Direct memory access (DMA) is a feature that allows for hardware subsystems within a computer system to access system memory independently of a system processor. This allows the system processor to perform other tasks while a DMA engine completes a data transfer, making DMA engines especially useful in input/output (I/O) applications. Common hardware subsystems using DMA engines include graphics cards, sound cards, network cards, and disk drive controllers. DMA engines can also be used for “memory to memory” copying or moving data within memory. DMA can offload expensive memory operations, such as large scatter-gather operations, from a system processor to a dedicated DMA engine.

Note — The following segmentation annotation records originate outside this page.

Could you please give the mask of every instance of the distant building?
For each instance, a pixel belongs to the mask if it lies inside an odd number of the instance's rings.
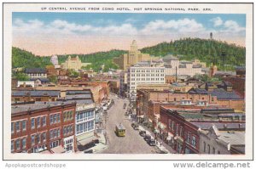
[[[127,70],[128,93],[136,93],[138,84],[165,84],[165,67],[159,62],[138,62]]]
[[[137,49],[137,42],[134,40],[131,44],[131,49],[128,54],[113,59],[113,62],[119,66],[121,70],[126,70],[131,65],[141,61],[147,61],[150,59],[158,59],[157,57],[150,57],[148,54],[142,54]]]
[[[68,56],[67,59],[61,64],[61,66],[66,70],[80,70],[82,66],[86,66],[89,65],[91,65],[91,63],[82,63],[79,56],[76,56],[75,58],[71,58],[71,56]]]
[[[126,97],[127,94],[127,71],[120,72],[120,95]]]
[[[52,57],[50,58],[50,62],[54,65],[59,65],[58,56],[57,55],[52,55]]]
[[[30,78],[47,78],[47,72],[43,68],[26,68],[25,73]]]
[[[199,130],[199,133],[200,154],[244,154],[244,131],[218,131],[218,127],[212,125],[208,130]],[[236,153],[232,152],[231,147]],[[239,147],[239,150],[236,147]]]
[[[202,74],[202,65],[199,64],[199,60],[194,62],[179,60],[177,58],[169,54],[163,58],[165,62],[166,74],[167,76],[190,76]]]
[[[31,102],[12,104],[12,153],[76,151],[74,103]]]

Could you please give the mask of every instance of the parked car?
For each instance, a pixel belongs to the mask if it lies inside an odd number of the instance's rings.
[[[138,130],[138,128],[139,128],[138,124],[137,124],[137,123],[135,123],[134,126],[133,126],[133,129],[134,129],[134,130]]]
[[[150,146],[155,146],[156,145],[156,141],[154,138],[150,138],[147,141],[147,143],[150,145]]]
[[[146,131],[141,130],[141,131],[139,132],[139,134],[140,134],[142,137],[145,137],[145,136],[146,136]]]
[[[84,154],[92,154],[93,153],[93,149],[87,149],[84,151]]]
[[[144,140],[148,141],[148,139],[151,139],[151,136],[149,134],[146,134],[144,137]]]

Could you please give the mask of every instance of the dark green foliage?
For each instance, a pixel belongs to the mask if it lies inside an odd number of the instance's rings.
[[[12,48],[12,68],[45,68],[45,65],[52,65],[49,57],[38,57],[31,52]]]
[[[26,73],[21,72],[13,72],[12,77],[17,79],[18,81],[29,80],[29,76]]]
[[[95,71],[99,71],[102,65],[104,64],[103,71],[108,71],[109,68],[118,69],[118,65],[113,64],[113,59],[119,57],[123,54],[126,53],[124,50],[110,50],[108,52],[98,52],[90,54],[70,54],[71,57],[79,56],[82,62],[91,63],[90,65],[83,67],[84,70],[89,70],[92,68]],[[59,64],[65,62],[69,55],[59,55]]]
[[[180,59],[198,59],[207,62],[207,65],[215,63],[216,58],[215,64],[218,69],[231,70],[235,65],[245,65],[246,61],[246,48],[244,47],[209,39],[184,38],[170,42],[161,42],[156,46],[144,48],[141,51],[162,57],[168,54],[181,54]],[[223,62],[222,56],[224,52],[226,54],[224,62]]]

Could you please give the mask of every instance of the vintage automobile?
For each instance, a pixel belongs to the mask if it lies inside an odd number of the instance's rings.
[[[144,137],[144,140],[148,141],[148,139],[151,139],[151,136],[149,134],[146,134]]]
[[[156,145],[156,141],[154,138],[150,138],[147,141],[147,143],[150,145],[150,146],[155,146]]]
[[[139,134],[140,134],[142,137],[145,137],[145,136],[146,136],[146,131],[141,130],[141,131],[139,132]]]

A DMA engine can generate addresses and initiate memory read or write cycles. Typically, a DMA engine contains several registers that can be written and read by a system processor, including, for example, a memory address register, a byte count register, and one or more control registers. The control registers may specify the I/O port to use, the direction of the transfer (reading from the I/O device or writing to the I/O device), the transfer unit (byte at a time or word at a time), and the number of bytes to transfer in one burst.

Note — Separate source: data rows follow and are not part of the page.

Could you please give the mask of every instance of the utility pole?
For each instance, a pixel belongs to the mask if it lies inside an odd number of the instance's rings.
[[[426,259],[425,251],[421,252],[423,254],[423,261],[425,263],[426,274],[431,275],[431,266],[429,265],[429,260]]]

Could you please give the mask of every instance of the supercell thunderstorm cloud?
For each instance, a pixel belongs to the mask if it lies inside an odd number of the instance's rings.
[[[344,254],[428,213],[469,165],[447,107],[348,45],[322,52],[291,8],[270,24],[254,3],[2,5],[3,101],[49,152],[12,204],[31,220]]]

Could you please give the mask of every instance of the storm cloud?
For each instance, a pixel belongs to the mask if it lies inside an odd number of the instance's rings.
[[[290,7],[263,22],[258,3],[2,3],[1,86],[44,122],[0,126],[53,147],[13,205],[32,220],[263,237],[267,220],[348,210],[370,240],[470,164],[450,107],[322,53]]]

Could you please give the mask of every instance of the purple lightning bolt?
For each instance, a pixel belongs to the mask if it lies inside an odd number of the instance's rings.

Sophisticated DMA engines often process data based on instructions in a list or work queue specific to the hardware subsystem that data is being received from or sent to. These instructions are referred to herein as “work queue elements,” “WQEs,” or “control instructions.” Each element in the work queue should provide at least a source location (e.g., in memory or a remote system) from which to fetch data, a target destination (e.g., in memory or a remote system) where the fetched data should be stored, and how much data to move from the source location to the target destination. In other embodiments, work queue elements may describe multiple addresses from which to pull and store data, and may translate scatter-gather lists to determine source and/or target locations.
In some instances, it can be desirable to have multiple work queue elements held in the DMA engine so that as soon as one completes, the next can start, thereby avoiding latency issues associated with fetching the next work queue element. A common way to do this is to have software “push” the work queue elements to the DMA engine and have the engine hold them internally (e.g., in an array). This approach requires communication from hardware to software on when the next work queue element should be pushed to hardware and may require substantial silicon area to store the work queue elements.

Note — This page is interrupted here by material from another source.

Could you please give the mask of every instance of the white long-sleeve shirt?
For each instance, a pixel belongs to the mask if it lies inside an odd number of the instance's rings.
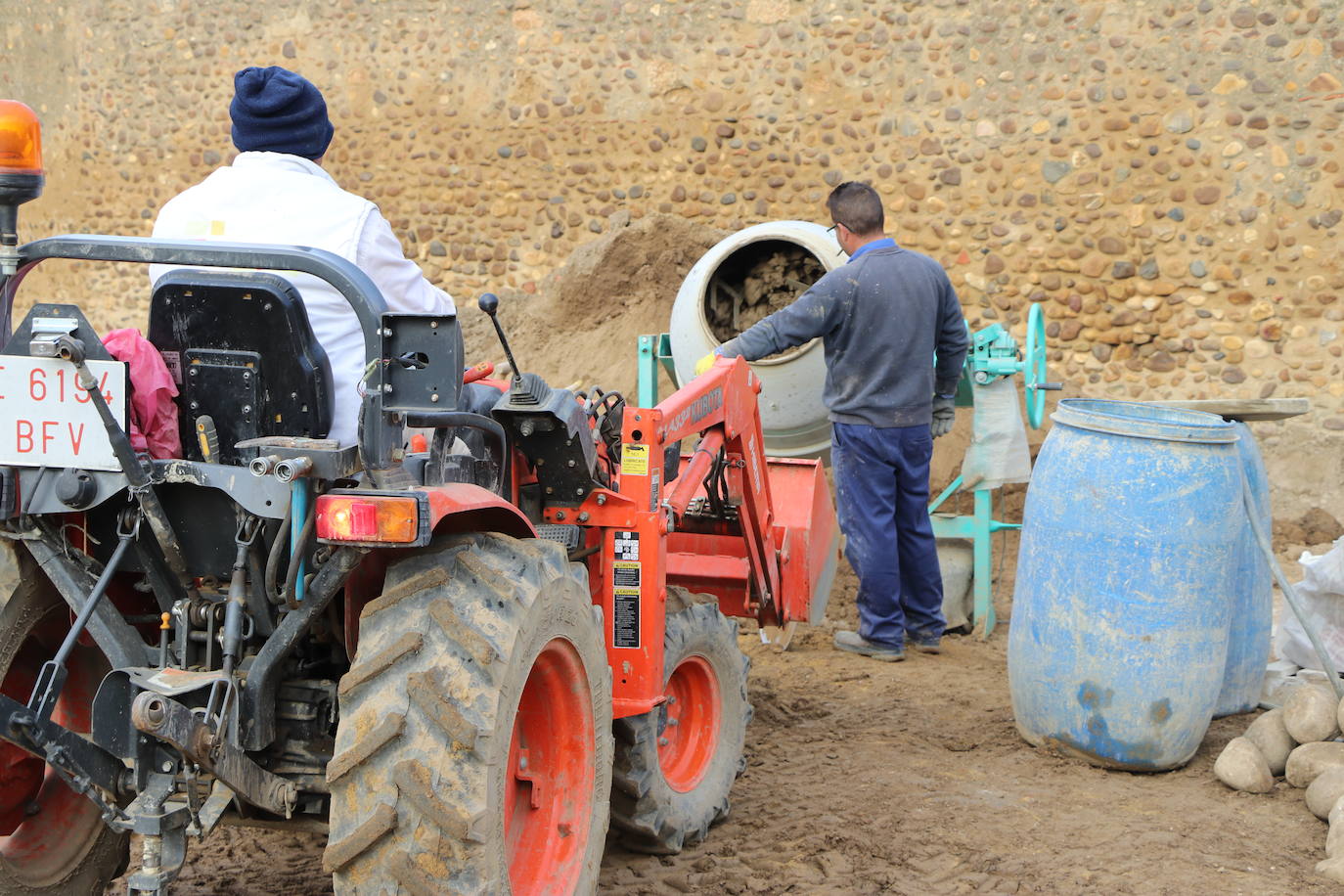
[[[402,253],[378,206],[341,189],[321,165],[300,156],[245,152],[233,165],[171,199],[155,220],[155,236],[271,243],[325,249],[353,262],[383,293],[390,312],[453,314],[452,297],[421,274]],[[157,282],[165,265],[152,265]],[[332,368],[329,438],[352,445],[358,437],[359,380],[364,336],[353,309],[325,281],[274,271],[298,290],[313,336]]]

Alternatively, the DMA engine can prefetch the work queue elements. In this manner, the DMA engine can fetch the next work queue element while finishing up the previous work queue element, thereby avoiding the latency associated with fetching a work queue element after completing an operation, and negating the need for closely timed software-hardware interaction.
When the DMA engine is shared among many threads—unrelated streams of data to be processed, e.g., from different logical ports or partitions, processors, channels, queue pairs (in Infiniband/HEA terms), etc.—the DMA engine must balance the costs of switching between threads and maintaining a level of fairness in processing data from the threads. For example, there is often significant overhead associated with switching from one thread to another. A variety of context may be needed for each thread (e.g., head/tail pointers, translation entries, logical partition protection information, miscellaneous control information, etc.) and switching from one thread to another requires storing/updating the existing context and fetching new context for the new thread. As such, it is advantageous to remain on one thread for as long as possible (as long as there are work queue elements). However, a single thread cannot be processed to the exclusion of the other threads.
It is known to accomplish “fairness” between threads by switching from one thread to another once a certain number of bytes of data (a threshold value) has been moved for a current thread.